Je dois dire que j'ai été particulièrement surpris. Je ne m'attendais pas à trouver une pensée aussi structurée et sûre d'elle, plutôt éloignée de ma propre vision. de fait, je ne connaissais d'elle que ses quatre premiers romans de l'Ekumen et c'est très insuffisant pour faire le tour de ce vaste intellect épris de taoïsme.

Ursula le Guin intègre dans ses réflexions sur la science-fiction et la fantasy des éléments auxquels je n'aurais jamais eu l'idée de songer. Sa quasi-définition de la fantasy comme plongée dans sa part d'ombre et de mal et acceptation de son existence, à l'aune de la philosophie jungienne qu'elle définit avec une grande clarté, permet une relecture des oeuvres majeures du genre selon un angle nouveau particulièrement enrichissant. Ursula parle beaucoup du Seigneur des Anneaux et en donne une interprétation tellement plus riche que la simple distraction pour adolescent et qui me servira beaucoup quand j'en lirai la nouvelle traduction.
De même, son analyse sur la science-fiction qui exalte le capitalisme et reproduit à grande échelle le colonialisme britannique (référence aux empires des space-opéras), ignorant le socialisme, le féminisme et l'art, éclaire d'une lumière amère ce domaine que j'aime beaucoup. Sur ce point, je crois que tout ce qui a été écrit depuis en SF et est susceptible d'amender l'opinion de l'auteur. Je me demande ce qu'elle pense aujourd'hui d'oeuvres telles que le cycle de Mars de Kim Stanley Robinson (où le socialisme est prégnant) ou les premiers tomes de Ender d'Orson Scott Card.

Ursula le Guin nous donne aussi des clés sur la manière dont elle a créé ses oeuvres majeures (déjà écrites à l'époque) : comment Terremer est né, pourquoi la construction des « Dépossédés » n'est qu'un emballage raffiné de la rencontre d'un auteur et d'un personnage. C'est fascinant car c'est un processus qui m'est totalement étranger, très éloigné de ma façon trop cartésienne de construire les rares écrits que j'ai commis ou abandonnés.

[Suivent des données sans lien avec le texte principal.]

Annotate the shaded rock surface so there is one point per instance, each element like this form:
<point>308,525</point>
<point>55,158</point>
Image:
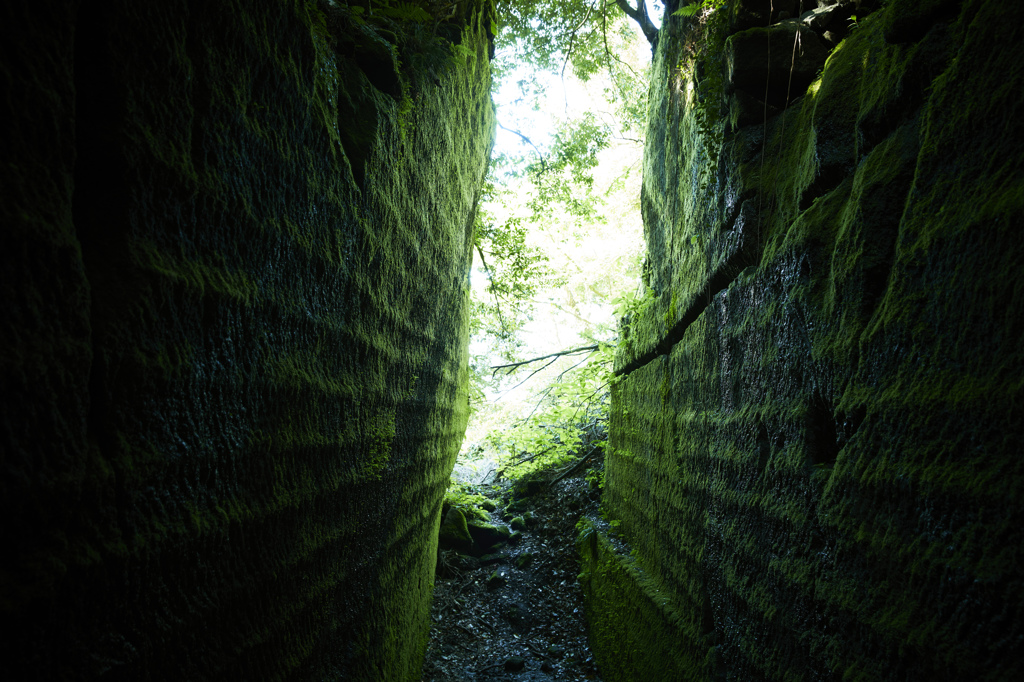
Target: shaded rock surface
<point>232,353</point>
<point>814,470</point>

Cependant les phrases d'Ursula le Guin m'ont parfois fait bondir. Si j'ai apprécié qu'elle établisse une ligne de défense inspirée contre ceux qui croient que les littératures de l'imaginaire sont une perte de temps, j'ai beaucoup moins goûté les mots durs qu'elle emploie lorsqu'elle établit les frontières entre « ce qui vaut la peine de lire et d'écrire » et « ce qui n'est que de la soupe ». Ses critères de qualité – des personnages vivants et forts, des récits qui parle de nous en profondeur – correspondent peu ou prou à ce que je classe personnellement dans l'excellent. Mais elle rejette comme « de la merde » des pans entiers de lectures que je trouve bons, agréables et divertissants : par exemple les pulps de SF des années 50 (« j'ai cessé de lire de la science-fiction vers la fin des années 40. On n'y parlait plus que de matériel et de soldats ») et les comics (« ils ne voient pas la différence entre les Batman et les Superman des usines commerciales, qui fabriquent des balivernes à grande échelle, et les archétypes éternels de l'inconscient collectif »). Quelle nécessité ressent-t-elle de dénigrer à ce point des domaines dont je pense qu'elle ignore le contenu, qu'elle estime à tort dépourvu de ses (en partie du moins) ? Ce genre d'agression caractérisée ne la rend pas moins condamnable que ceux qui l'agressaient, elle, dans ses goûts prononcés pour l'imaginaire.
Bon, je sur-réagis moi aussi car je me suis parfois senti agressé par une auteure que j'apprécie, comme si l'un de vos mentors vous disait « tu aimes les comics et les mangas ? donc tu es idiot. » Ursula le Guin ne traduit peut-être que sa seule opinion et laisse libre chacun de lire ce qu'il veut, mais si c'est le cas elle a mal choisi ses mots qui peuvent créer la confusion chez les lecteurs qui aiment la lire mais aime aussi lire autre chose.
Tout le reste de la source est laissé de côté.